Ayrıca tam rekabet piyasalarının “atomisite” özelliği de günümüz piyasalarında işleyememektedir. Özellikle mal piyasalarında aksak rekabetin söz konusu olması nedeniyle satıcılar kendi aralarında anlaşarak centilmen anlaşmaları yaparak, kartel, tröst, holding vb. kurumlar oluşturarak fiyatları istedikleri şekilde belirleyebilmektedirler.

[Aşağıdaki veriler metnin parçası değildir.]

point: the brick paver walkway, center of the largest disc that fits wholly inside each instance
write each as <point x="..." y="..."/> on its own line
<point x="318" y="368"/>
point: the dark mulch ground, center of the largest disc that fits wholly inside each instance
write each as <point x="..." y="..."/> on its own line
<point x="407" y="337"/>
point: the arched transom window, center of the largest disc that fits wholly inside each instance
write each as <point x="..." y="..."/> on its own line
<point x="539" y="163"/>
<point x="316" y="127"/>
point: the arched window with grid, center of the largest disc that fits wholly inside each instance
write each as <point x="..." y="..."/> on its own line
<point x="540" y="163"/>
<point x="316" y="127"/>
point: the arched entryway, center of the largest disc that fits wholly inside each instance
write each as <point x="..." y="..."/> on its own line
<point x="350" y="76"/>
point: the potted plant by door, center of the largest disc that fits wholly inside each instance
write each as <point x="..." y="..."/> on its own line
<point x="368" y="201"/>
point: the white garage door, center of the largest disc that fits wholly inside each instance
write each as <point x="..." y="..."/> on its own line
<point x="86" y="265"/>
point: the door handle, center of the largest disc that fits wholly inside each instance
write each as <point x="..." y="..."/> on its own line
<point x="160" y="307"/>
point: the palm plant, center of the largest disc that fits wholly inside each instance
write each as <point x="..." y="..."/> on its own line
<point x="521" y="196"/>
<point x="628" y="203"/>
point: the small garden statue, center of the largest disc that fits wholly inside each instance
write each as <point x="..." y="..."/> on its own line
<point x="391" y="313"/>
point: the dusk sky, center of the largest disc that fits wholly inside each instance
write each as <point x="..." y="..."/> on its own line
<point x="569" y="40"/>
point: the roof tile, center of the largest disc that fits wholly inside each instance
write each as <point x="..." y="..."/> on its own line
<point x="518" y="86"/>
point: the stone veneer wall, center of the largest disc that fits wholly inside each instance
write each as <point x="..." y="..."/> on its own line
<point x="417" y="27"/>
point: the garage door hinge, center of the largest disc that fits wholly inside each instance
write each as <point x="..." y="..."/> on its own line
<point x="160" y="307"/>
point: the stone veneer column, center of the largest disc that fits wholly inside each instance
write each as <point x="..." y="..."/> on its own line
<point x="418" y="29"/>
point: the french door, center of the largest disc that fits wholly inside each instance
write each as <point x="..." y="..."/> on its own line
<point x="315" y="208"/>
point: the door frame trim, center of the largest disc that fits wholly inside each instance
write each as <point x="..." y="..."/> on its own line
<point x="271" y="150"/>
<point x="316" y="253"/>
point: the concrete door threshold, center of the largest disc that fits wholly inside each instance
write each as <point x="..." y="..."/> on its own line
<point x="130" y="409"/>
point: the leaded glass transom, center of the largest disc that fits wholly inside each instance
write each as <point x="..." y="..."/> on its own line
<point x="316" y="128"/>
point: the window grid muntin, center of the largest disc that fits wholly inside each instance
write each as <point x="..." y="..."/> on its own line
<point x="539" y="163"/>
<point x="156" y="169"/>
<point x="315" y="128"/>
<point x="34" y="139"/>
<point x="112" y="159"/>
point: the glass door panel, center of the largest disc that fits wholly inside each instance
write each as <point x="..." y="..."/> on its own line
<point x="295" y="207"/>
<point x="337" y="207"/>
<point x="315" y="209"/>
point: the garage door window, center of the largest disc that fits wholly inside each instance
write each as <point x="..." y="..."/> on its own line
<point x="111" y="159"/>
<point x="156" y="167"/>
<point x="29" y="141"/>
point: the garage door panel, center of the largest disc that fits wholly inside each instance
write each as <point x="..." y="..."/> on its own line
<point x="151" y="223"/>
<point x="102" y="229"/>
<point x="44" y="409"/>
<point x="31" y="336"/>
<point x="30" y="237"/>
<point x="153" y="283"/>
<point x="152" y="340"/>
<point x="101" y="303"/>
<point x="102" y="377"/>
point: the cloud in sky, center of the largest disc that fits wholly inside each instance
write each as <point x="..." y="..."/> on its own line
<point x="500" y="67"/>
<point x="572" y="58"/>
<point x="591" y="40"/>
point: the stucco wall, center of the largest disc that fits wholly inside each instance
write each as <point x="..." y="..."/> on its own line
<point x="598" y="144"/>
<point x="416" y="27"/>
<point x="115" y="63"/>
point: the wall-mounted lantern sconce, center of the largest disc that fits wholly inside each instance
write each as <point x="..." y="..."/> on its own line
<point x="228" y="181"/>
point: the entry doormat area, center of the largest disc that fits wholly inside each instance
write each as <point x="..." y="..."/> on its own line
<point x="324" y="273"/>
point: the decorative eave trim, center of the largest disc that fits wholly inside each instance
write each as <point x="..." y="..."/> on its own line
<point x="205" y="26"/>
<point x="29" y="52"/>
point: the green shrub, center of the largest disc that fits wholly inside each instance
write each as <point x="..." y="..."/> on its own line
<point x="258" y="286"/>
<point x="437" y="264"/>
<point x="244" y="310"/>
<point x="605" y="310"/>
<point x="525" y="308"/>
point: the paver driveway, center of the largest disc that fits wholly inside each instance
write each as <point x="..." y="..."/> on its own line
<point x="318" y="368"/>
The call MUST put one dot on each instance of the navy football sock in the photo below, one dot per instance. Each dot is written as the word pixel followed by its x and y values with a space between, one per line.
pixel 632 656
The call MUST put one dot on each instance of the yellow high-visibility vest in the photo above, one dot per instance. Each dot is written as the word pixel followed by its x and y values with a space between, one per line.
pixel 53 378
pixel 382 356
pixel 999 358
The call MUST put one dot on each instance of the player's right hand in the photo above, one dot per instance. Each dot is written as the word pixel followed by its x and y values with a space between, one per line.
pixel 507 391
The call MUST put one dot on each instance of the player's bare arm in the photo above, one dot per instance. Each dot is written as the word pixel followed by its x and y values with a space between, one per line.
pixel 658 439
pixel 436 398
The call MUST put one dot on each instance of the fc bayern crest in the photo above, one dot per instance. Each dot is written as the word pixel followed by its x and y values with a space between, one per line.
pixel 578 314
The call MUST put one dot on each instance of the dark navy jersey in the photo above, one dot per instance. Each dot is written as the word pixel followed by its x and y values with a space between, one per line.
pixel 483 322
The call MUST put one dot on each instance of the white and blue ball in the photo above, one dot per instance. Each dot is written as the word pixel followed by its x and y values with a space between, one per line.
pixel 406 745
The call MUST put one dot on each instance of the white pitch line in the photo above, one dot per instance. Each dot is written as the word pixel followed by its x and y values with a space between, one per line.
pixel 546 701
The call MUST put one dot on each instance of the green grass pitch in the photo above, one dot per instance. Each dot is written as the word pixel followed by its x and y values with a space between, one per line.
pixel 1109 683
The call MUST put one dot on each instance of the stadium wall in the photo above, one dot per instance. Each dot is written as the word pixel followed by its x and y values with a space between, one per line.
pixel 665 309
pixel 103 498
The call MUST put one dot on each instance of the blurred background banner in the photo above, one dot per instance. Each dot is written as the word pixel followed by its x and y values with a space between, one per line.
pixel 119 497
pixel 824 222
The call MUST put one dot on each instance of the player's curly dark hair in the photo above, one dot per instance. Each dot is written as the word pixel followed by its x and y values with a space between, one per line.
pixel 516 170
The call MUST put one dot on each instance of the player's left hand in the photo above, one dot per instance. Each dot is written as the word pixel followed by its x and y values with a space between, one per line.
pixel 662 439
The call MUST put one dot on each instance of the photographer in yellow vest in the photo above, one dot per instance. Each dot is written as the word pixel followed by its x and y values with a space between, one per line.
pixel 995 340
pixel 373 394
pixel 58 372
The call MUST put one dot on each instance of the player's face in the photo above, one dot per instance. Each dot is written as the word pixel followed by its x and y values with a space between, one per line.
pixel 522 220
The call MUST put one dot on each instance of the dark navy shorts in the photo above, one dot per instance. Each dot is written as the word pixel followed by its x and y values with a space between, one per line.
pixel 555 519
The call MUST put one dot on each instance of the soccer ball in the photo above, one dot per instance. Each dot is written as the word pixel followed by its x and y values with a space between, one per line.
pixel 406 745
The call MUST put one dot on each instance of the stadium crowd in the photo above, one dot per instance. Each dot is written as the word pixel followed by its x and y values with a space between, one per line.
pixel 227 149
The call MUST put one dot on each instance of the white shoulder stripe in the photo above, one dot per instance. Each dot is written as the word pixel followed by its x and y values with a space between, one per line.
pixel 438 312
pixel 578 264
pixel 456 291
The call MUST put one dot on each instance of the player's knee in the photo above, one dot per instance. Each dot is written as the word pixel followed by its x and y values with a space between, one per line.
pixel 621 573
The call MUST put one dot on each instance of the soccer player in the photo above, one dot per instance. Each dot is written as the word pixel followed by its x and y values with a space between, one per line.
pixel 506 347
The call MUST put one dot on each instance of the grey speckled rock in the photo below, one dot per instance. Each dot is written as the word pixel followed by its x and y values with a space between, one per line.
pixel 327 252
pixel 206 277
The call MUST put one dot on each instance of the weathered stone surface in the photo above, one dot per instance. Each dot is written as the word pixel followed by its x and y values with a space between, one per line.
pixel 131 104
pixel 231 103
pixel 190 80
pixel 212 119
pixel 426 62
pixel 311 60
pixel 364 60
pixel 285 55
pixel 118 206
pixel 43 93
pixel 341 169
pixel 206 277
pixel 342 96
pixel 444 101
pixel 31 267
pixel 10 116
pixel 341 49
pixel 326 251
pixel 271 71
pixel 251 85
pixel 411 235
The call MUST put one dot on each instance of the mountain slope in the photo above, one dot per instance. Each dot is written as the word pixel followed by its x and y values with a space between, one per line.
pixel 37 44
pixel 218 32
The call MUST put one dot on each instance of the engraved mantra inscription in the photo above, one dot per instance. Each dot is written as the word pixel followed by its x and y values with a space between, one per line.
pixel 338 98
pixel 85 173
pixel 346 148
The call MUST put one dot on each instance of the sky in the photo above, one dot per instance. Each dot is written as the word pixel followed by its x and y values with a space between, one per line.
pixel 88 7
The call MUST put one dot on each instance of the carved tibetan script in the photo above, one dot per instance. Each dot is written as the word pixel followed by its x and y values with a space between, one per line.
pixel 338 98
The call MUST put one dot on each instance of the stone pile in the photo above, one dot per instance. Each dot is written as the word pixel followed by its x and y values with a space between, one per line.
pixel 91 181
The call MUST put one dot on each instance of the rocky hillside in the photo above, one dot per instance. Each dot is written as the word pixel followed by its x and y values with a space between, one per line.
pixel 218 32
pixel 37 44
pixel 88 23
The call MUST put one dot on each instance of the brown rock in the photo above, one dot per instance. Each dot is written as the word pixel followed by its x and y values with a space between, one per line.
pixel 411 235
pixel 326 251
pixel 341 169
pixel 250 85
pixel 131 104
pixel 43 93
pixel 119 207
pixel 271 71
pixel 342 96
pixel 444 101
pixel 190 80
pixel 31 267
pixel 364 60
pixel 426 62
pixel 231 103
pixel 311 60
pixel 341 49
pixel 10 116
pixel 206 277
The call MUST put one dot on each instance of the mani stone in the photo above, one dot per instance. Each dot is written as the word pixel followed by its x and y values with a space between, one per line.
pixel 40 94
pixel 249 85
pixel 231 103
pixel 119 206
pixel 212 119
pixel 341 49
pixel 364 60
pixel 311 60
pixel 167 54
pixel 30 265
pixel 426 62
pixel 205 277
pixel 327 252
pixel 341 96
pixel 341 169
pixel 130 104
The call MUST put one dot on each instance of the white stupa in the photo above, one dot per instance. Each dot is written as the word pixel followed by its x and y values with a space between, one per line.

Şu halde, tam rekabet modelinin gerçek hayatta gerçekleştirilememesi ve bir ütopyadan öteye bir anlam ifade etmemesi nedeniyle piyasa ekonomisinin tek başına sosyal refahı optimum düzeye getirmesi beklenemez.
#29
SORU:
Dışsal ekonomi ne demektir, açıklayınız.
CEVAP:
Dışsal ekonomiler (external economies) genel olarak bir ekonomik birimin üretim ve/veya tüketim faaliyeti sonucunda, başka birimlerin fayda ve/ veya maliyet fonksiyonlarının olumlu ya da olumsuz yönde etkilenmesi olarak tanımlanabilir.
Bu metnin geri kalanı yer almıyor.